HuggingBento: A Bento-flavoured distro running Hugging Face Transformers #108

gregfurman · 2024-08-24T17:37:30Z

What is this?

Create distribution of Bento for usage with NLP pipelines. This uses the knights-analytics/hugot library to allow for running a Hugging Face pipeline with an ONNX model using Go.

It introduces three new components:

nlp_classify_text for text classification pipelines (processor_text_classifier.go)
nlp_classify_tokens for token and NER classification pipelines (processor_token_classifier.go)
nlp_extract_features for feature extraction pipelines (processor_feature_extractor.go)

Since there is a lot of config overlap between all of these processors, a single processor.go file defines config that is shared amongst all processor types.

All of these will use a shared ONNX Runtime session that is atomically initialised upon creation of one or more HuggingBento processors.

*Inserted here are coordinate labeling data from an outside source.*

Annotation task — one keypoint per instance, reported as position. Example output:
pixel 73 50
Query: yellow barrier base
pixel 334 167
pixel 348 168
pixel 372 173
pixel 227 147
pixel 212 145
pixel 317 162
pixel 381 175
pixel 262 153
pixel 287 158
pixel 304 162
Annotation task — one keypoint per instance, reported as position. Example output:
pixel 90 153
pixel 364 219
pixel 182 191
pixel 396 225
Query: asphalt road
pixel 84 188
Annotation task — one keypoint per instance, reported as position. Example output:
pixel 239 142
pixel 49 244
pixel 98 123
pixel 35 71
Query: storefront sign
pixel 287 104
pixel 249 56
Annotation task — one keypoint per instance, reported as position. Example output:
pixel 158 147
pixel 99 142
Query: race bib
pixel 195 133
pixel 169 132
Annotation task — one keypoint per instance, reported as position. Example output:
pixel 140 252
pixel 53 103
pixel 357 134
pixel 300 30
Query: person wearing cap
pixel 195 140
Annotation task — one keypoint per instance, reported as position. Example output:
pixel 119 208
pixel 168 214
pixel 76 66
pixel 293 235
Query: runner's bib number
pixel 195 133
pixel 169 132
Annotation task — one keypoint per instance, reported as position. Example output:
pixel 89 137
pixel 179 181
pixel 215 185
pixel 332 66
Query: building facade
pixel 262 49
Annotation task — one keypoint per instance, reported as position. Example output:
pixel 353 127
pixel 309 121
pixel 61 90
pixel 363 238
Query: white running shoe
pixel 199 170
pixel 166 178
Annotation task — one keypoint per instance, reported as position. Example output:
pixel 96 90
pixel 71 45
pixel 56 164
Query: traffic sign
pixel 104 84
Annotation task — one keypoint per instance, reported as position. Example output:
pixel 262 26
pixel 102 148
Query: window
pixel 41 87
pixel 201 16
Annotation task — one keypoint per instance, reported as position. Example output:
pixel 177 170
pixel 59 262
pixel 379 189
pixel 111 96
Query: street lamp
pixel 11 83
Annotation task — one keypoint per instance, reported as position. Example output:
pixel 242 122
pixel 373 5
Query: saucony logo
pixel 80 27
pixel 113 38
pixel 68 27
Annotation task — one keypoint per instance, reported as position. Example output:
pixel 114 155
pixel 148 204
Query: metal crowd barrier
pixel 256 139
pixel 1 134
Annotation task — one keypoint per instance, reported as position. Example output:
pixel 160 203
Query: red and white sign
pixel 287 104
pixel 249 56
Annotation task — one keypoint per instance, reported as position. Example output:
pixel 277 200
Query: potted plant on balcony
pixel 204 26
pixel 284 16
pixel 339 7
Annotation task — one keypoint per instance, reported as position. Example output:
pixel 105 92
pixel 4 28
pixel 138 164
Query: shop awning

This is required to interact with the underlying ONNX Runtime library and can only have a single session created at a time (which required some work when integration testing to ensure runs were not flaky).

Building HuggingBento

Note: the Go build tag huggingbento is used to ensure all files in this distro are only compiled when specified necessary.

Docker

Run the below to build a new image on your local (without using any cached layers).

docker build --platform=linux/amd64  -f resources/huggingbento/Dockerfile -t warpstreamlabs/huggingbento:latest --no-cache .

Binary

Follow the instructions in the README at resources/huggingbento/README.md for local installation instructions to get the required external dependencies (C bindings for tokenizer and ONNX Runtime dynamic library).
Build with make huggingbento

Testing

Integration Tests

Running integration tests (on you local) will require the dependencies listed above. There is a test for each of the

Steps to manually test

Once completed, create a Bento config with the following content in config.yaml:

input:
  generate:
    interval: '@every 10s'
    batch_size: 5
    mapping: root = "Japanese Bento boxes taste amazing!"

pipeline:
  processors:
    - nlp_classify_text:
        pipeline_name: classify-incoming-data
        problem_type: multiLabel
        enable_model_download: true
        model_download_options:
          model_repository: KnightsAnalytics/distilbert-base-uncased-finetuned-sst-2-english

# Out: [{"Label":"NEGATIVE","Score":0.00014481653},{"Label":"POSITIVE","Score":0.99985516}]
# ...

This will load a processor for classifying the sentiment of text using the KnightsAnalytics/distilbert-base-uncased-finetuned-sst-2-english model. It will also download the model and relevant files from the huggingface repository.
The model should download, and once completed, you should get 1-2 batches of identical output: [{"Label":"NEGATIVE","Score":0.00014481653},{"Label":"POSITIVE","Score":0.99985516}].

TODO

Fix GitHub workflow for release and testing this in CI
Write a specififc component guide for usage like with serverless
Implement pipeline for zero shot evaluation
Perhaps run tests inside docker-compose to allow for local testing.
Better describe the fields of each component (i.e NewStringAnnotatedEnumField)
Make a generate/ directory to allow for generating ONNX runtime's and huggingface bindings for any OS/ARCH combo like with ollama which has multiple generate scripts.

…rmer NLP pipelines

internal/impl/huggingface/processor_feature_extraction.go

jem-davies · 2024-09-04T20:31:34Z

internal/impl/huggingface/processor_text_classification.go

+          model_repository: "KnightsAnalytics/distilbert-base-uncased-finetuned-sst-2-english"
+
+
+# In: "This meal tastes like old boots."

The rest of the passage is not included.